= Fengxiang clay sculpture =

Fengxiang clay sculpture is a folk art form from Liuying village, Fengxiang County, Baoji city, Shaanxi Province. It is called “Ni Huo” by local people. In 2006, the art form was added to China's intangible culture list, and is protected a such.

The sculptures are often sold in markets around the lunar New Year.

== History ==
Fengxiang clay sculpture originated before 221 BCE, during the pre-Qin period, and later thrived during the Ming dynasty (1368-1644). According to local sculptors, the sculptures were originally used as sacrifices, in place of human sacrifices, during the rule of Duke Xian of Qin from 384-362 BCE. In the modern day, they are used as toys and symbols of good fortune and happiness.

The sculptures are made from a special clay called “Ban Ban Tu,” found only in Fengxiang County, northwest of Xi’an. The clay is well-suited for making sculptures because it is very sticky and doesn’t crack easily after it dries. The clay is mixed with pulp, shaped, and then painted. The craft of making the painted clay-figurines of Fengxiang has a recorded history of more than three hundred years.

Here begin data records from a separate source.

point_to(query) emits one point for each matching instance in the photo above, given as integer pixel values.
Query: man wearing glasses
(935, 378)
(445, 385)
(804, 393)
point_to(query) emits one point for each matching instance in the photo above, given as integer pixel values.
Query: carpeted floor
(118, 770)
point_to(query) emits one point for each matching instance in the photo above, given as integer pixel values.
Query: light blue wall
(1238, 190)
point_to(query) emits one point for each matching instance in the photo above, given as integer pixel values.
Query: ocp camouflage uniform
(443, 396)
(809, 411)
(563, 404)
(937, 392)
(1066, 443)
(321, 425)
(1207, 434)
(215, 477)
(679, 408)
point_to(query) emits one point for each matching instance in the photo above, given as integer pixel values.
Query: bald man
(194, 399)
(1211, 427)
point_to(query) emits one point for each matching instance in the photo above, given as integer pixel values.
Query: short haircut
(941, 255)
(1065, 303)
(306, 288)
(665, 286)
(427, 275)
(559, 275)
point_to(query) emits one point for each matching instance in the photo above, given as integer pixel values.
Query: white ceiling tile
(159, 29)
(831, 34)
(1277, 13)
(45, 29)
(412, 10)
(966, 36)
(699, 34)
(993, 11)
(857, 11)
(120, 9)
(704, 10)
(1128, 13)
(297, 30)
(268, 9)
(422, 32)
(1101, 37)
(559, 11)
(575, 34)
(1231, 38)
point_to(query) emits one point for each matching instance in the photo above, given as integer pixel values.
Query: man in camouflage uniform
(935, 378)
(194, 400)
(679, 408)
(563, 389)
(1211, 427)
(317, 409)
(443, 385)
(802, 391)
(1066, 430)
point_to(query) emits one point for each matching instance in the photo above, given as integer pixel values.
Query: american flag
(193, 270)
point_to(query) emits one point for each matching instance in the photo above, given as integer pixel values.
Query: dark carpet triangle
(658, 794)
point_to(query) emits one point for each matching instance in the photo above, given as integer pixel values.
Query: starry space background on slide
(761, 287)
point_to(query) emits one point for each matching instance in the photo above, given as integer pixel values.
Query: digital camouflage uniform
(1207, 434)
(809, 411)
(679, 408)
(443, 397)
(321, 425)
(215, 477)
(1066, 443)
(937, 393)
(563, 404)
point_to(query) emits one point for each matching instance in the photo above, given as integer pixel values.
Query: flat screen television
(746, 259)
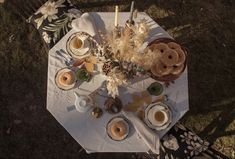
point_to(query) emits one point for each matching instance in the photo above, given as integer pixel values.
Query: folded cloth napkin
(150, 138)
(85, 23)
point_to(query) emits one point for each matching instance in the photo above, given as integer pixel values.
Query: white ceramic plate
(68, 87)
(79, 53)
(108, 128)
(161, 106)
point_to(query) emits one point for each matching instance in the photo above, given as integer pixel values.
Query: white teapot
(82, 103)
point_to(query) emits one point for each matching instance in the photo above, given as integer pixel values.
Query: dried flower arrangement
(125, 55)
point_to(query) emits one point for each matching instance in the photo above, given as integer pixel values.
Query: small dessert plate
(109, 128)
(58, 76)
(151, 114)
(80, 52)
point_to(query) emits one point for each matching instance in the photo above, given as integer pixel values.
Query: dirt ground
(205, 27)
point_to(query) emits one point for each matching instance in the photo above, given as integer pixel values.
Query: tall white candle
(116, 16)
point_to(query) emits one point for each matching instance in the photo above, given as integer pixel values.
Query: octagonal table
(91, 133)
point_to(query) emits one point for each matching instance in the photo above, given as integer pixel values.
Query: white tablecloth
(89, 132)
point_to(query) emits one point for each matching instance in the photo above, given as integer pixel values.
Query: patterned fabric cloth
(53, 20)
(181, 143)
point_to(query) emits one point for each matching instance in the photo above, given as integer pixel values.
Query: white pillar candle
(116, 16)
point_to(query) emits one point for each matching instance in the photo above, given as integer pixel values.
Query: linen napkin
(85, 23)
(150, 138)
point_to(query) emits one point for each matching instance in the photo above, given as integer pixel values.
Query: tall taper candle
(131, 12)
(116, 16)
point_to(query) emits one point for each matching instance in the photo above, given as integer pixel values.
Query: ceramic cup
(77, 43)
(158, 116)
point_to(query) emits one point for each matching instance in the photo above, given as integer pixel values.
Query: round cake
(65, 79)
(117, 129)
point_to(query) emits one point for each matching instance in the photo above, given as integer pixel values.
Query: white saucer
(160, 106)
(68, 87)
(108, 128)
(79, 53)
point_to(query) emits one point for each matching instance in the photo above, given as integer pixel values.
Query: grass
(205, 28)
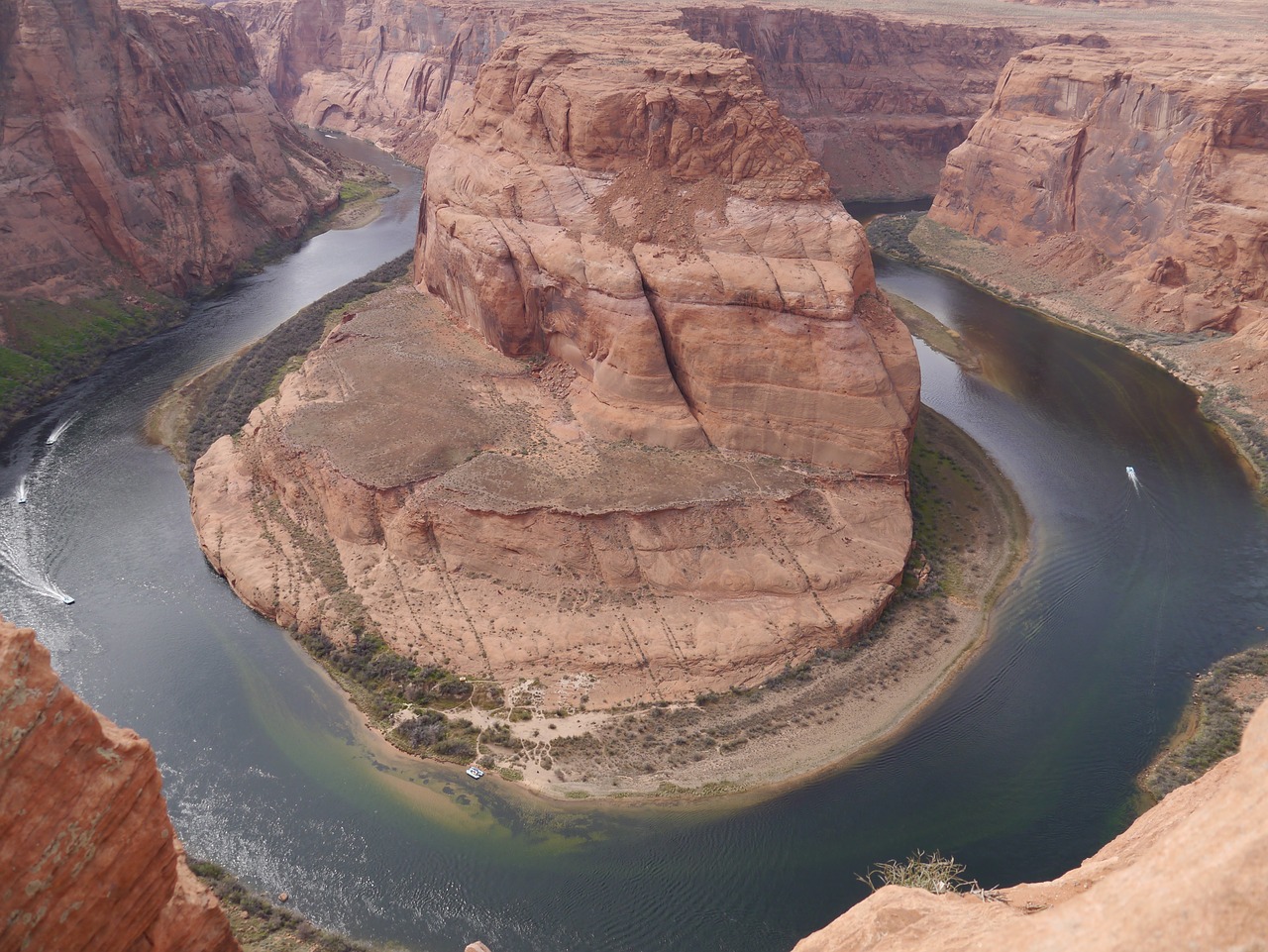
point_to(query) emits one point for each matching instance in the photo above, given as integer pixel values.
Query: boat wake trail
(61, 429)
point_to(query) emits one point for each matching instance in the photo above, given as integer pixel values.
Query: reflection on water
(1021, 770)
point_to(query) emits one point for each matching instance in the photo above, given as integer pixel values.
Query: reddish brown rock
(140, 142)
(1192, 873)
(880, 99)
(90, 860)
(1136, 172)
(630, 202)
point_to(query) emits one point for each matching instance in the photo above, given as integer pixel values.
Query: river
(1021, 770)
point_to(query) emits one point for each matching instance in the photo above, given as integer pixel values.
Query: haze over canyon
(638, 426)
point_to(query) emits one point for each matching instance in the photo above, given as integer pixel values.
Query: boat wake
(61, 429)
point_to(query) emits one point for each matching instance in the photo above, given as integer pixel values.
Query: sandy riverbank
(970, 530)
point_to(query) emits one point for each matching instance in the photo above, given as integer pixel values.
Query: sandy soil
(814, 717)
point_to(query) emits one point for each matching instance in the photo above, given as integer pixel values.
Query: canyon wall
(140, 144)
(90, 860)
(1192, 873)
(879, 100)
(1136, 172)
(682, 466)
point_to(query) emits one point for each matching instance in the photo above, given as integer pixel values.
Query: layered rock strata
(633, 204)
(1189, 874)
(1141, 179)
(90, 860)
(140, 142)
(682, 466)
(879, 99)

According to folklore, however, the figurines first appeared some six hundred years ago.

== Subjects ==
The subjects of the figurines span a wide range of bold and brief shapes of wild exaggeration and bright colours with a strong local flavour.

Large wall hangings depicting the heads of animals such as tiger and oxen, are another type of clay sculpture. Auspicious designs like peony (wealth), pomegranate (fertility), “Buddha’s hand” (happiness and kindness), lotus (holy symbol of Buddhism), golden fish (surplus), peach (longevity), and fylfot, or swastika (endless happiness) are drawn on its body.

Frog sculptures with the “Five Poisons” is a unique design popular in rural areas. Ancient Chinese generally called the scorpion, centipede, snake, gecko, and toad the “Five Poisons.” The frog is of the same family as the toad in the “Five Poisons.” People put this hanging frog with “Five Poisons” on children’s beds, with their venomous powers, to keep away evil spirits and disaster from children.

Human figurines of historical figures such as Guan Gong are also made.